CARLOS BLANCO, UN AMOR QUE SE VA..., TIEMPO DE PALABRA

Lo peor que le puede ocurrir a quienes están en el poder es no comprender su naturaleza. Nicolás y sus anexos no lo comprenden. Acá se ha sostenido que Chávez llegó a Miraflores en hombros de muchos ricos venezolanos, no de los pobres. Aprovechó con su inigual talento las debilidades coyunturales y estructurales de las élites venezolanas que al ver desgastados a AD, a Copei, a Carlos Andrés Pérez y a Rafael Caldera, y a eventuales relevos como el MAS y La Causa R, tomaron el camino de construir, apoyar, amamantar, acurrucar, a quien se les asomó en el radar. 

No entendieron la naturaleza de Chávez y por casi una década, desde 1992 cuando emergió del cuartel, lo alimentaron, pasearon, consintieron, hasta que ese primer "flaco" de la contemporaneidad engordó y tuvo colmillos suficientes para merendarse a la mayoría de sus adinerados autores.

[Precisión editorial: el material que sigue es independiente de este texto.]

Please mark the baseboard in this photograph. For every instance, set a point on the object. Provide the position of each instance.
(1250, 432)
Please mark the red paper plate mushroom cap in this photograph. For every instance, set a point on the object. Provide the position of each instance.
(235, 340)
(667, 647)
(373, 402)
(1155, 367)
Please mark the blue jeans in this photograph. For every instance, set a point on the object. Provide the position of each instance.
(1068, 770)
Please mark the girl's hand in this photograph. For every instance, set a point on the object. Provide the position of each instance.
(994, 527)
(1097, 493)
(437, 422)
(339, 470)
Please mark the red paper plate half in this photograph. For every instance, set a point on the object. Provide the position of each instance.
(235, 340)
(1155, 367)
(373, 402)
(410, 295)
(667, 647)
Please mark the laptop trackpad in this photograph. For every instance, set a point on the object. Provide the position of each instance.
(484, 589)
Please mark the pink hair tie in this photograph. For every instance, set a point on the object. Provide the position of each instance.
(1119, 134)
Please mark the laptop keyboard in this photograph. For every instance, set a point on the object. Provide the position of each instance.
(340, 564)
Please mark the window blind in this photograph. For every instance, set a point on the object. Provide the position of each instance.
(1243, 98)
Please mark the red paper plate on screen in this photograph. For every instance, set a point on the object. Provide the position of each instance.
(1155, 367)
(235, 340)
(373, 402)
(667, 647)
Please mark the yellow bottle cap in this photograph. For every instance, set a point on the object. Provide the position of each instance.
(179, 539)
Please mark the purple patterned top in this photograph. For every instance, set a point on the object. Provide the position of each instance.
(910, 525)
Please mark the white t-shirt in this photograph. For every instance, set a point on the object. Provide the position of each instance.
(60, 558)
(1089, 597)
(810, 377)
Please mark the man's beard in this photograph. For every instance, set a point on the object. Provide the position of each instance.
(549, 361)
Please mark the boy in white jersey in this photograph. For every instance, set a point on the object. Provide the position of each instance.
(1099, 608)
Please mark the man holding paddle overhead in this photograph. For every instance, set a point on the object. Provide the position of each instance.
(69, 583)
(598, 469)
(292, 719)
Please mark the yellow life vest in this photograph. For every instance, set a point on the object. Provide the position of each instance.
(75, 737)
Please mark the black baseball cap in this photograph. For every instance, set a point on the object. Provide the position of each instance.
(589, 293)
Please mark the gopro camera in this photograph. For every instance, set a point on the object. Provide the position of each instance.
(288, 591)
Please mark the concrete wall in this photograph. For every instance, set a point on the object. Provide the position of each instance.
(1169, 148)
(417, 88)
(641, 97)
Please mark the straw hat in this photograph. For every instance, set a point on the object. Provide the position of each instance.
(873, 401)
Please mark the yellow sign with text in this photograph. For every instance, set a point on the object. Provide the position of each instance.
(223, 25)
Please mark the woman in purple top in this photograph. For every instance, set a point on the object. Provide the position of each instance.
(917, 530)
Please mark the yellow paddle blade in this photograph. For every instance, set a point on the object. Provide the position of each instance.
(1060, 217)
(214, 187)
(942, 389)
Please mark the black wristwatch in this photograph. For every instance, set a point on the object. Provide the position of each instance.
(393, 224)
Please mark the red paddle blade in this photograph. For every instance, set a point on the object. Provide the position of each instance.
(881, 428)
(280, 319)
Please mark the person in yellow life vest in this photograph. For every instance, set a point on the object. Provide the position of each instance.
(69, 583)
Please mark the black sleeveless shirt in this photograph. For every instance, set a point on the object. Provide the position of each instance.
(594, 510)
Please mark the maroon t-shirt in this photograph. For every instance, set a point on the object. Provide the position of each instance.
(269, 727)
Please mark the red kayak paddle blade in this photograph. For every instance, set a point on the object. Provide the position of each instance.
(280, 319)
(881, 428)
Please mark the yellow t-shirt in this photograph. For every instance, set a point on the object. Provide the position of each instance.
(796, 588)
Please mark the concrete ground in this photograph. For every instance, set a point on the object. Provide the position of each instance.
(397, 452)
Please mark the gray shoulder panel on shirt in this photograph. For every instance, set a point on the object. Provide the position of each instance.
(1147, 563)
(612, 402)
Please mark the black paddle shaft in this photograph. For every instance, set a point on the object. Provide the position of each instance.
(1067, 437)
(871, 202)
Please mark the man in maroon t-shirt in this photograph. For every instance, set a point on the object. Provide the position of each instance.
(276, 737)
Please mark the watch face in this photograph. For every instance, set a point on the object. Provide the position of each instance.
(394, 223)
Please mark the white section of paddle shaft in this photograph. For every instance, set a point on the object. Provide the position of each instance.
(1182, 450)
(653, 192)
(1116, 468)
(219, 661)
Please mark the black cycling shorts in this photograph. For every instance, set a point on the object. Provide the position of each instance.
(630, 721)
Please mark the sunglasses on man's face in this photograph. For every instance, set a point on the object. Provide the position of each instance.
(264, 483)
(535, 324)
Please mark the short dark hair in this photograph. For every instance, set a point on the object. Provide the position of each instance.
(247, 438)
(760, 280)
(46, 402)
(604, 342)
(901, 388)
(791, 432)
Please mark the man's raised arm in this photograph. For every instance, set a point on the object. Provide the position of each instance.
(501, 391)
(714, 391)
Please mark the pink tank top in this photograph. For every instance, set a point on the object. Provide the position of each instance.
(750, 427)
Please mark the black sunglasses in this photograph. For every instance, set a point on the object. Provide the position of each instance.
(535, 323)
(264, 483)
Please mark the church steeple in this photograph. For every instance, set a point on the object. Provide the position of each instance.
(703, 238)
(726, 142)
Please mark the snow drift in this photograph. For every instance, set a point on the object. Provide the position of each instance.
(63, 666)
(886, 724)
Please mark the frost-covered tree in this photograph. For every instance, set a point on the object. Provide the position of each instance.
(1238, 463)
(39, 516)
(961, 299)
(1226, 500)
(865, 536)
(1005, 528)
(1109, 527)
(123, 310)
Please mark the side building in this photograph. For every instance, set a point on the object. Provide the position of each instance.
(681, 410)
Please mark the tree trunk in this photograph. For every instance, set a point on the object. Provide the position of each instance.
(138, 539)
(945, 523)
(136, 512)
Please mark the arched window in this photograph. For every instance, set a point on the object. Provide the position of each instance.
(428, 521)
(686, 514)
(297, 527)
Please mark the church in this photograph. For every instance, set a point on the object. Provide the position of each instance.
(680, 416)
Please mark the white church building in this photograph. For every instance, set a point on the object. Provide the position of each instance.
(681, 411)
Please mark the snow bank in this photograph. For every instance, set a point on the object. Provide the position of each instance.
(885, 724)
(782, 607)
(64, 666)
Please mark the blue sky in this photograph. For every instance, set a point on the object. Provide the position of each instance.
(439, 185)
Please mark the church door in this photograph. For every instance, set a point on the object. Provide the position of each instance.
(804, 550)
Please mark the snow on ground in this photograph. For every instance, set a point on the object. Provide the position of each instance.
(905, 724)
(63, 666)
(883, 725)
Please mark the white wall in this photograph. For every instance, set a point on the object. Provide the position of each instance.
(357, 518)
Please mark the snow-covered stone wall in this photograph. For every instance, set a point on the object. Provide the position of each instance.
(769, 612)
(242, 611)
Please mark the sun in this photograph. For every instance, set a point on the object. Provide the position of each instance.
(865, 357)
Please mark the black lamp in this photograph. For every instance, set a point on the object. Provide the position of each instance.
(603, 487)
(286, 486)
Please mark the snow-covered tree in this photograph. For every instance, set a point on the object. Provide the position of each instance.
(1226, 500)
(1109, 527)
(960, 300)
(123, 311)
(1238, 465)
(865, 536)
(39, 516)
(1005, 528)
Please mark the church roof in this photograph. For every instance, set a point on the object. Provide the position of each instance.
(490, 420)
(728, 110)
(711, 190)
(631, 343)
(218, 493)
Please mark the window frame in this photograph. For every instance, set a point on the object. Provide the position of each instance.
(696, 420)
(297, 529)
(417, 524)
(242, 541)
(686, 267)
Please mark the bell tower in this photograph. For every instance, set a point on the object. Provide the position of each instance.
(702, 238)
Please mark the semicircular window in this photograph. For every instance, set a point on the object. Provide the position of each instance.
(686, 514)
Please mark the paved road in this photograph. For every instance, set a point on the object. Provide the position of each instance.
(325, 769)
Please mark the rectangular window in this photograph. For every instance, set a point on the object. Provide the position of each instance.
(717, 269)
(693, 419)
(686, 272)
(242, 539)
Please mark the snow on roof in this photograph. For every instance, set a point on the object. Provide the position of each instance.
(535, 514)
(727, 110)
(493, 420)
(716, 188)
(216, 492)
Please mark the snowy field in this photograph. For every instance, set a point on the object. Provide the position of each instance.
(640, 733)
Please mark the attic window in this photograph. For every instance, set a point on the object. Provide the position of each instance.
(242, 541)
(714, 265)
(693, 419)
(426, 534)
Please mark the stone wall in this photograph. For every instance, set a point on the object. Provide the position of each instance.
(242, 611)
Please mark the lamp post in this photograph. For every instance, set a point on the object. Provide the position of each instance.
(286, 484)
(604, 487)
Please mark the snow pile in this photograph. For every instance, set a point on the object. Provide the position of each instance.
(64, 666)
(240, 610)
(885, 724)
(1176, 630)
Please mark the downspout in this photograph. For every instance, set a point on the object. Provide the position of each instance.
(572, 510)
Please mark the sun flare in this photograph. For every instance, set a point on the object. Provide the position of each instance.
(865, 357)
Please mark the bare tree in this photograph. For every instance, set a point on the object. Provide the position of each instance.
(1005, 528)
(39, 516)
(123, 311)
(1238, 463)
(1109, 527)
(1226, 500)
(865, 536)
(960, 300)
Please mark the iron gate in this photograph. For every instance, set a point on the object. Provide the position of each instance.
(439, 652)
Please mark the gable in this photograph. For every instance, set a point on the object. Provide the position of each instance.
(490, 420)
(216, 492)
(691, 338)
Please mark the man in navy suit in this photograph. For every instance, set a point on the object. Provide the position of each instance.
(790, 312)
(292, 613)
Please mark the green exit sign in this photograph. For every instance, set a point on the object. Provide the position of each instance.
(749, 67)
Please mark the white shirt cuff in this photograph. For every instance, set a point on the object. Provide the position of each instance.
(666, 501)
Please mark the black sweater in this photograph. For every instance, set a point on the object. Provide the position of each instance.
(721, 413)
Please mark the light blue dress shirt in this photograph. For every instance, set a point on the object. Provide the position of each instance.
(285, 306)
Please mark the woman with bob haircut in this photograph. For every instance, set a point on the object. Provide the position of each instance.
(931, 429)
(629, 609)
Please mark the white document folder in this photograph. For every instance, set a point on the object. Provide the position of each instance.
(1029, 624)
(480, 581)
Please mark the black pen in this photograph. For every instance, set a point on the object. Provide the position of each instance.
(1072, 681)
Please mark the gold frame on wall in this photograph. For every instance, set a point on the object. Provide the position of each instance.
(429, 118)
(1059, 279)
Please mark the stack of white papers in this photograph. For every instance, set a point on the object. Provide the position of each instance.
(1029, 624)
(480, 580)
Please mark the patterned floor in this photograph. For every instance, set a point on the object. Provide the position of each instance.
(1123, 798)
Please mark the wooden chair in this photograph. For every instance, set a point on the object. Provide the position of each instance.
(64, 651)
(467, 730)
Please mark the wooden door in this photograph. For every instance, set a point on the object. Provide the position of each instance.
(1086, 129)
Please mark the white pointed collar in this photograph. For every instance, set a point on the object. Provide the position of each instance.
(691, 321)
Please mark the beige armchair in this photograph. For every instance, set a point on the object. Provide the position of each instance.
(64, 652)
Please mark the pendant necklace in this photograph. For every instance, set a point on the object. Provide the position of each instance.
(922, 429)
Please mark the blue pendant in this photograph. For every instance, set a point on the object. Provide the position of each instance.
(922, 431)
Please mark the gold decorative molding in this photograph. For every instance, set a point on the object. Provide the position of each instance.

¿Comprendió Chávez la naturaleza del poder? Asunto difícil de definir, pero cuando murió estaba en la cúspide de una victoria que, según los entendidos, es el mejor momento de abandonar el mundo de los vivos para convertirse en eterno, al menos, por ahora.

Chávez tuvo destrezas indudables. No dio cuartel a sus enemigos y solo recurrió al diálogo cuando estaba contra las cuerdas. En la mayor parte de las situaciones su contrincante, la oposición democrática, en vez de avanzar como él hacía cuando tenía ventaja, se sentaba en la mesa que el Comandante gustaba servir a su antojo, con sus pociones y elíxires somníferos. Chávez abandonó en 2002 los requiebros con la mayor parte de las élites que le permitieron llegar a Miraflores y se envolvió en el discurso sobre, hacia, y desde la pobrecía urbana. Nada de clase obrera, ni de trabajadores organizados; se volcó hacia la informalidad social, lo que antes se denominaba la "marginalidad", pero sobre todo con un subsector peculiar con el que llegó a una zona de complacencia, que fue el malandraje citadino, cuyo lenguaje Chávez tenía -o adoptó- con toda la procacidad de los guapos de esquina.

Sin embargo, no pudo construir nada. ¿Logros? Muchos en materia de destrucción institucional y creación de sectores sociales vinculados al Estado, como nunca antes, a través de las "misiones", pero nada de una institucionalidad alternativa. No fue un edificador o constructor, no dejó estructuras trascendentes, salvo la sustitución de las viejas élites políticas y económicas, por unas nuevas con algún elemento de reciclaje de los sectores más fermentados de historias antiguas. No es poca cosa; ni se intenta minimizar su impacto histórico. Sustituir a Gonzalo Barrios o Luis Beltrán Prieto, por Diosdado Cabello, o Arístides Calvani, Isidro Morales Paúl, Enrique Tejera París, por Elías Jaua, o Miguel Rodríguez y Ricardo Hausmann por Jorge Giordani, no es irrelevante, pero de todos modos es circunstancial. Chávez no produjo una obra que permanezca en la historia salvo, como se ha dicho, la masiva destrucción institucional.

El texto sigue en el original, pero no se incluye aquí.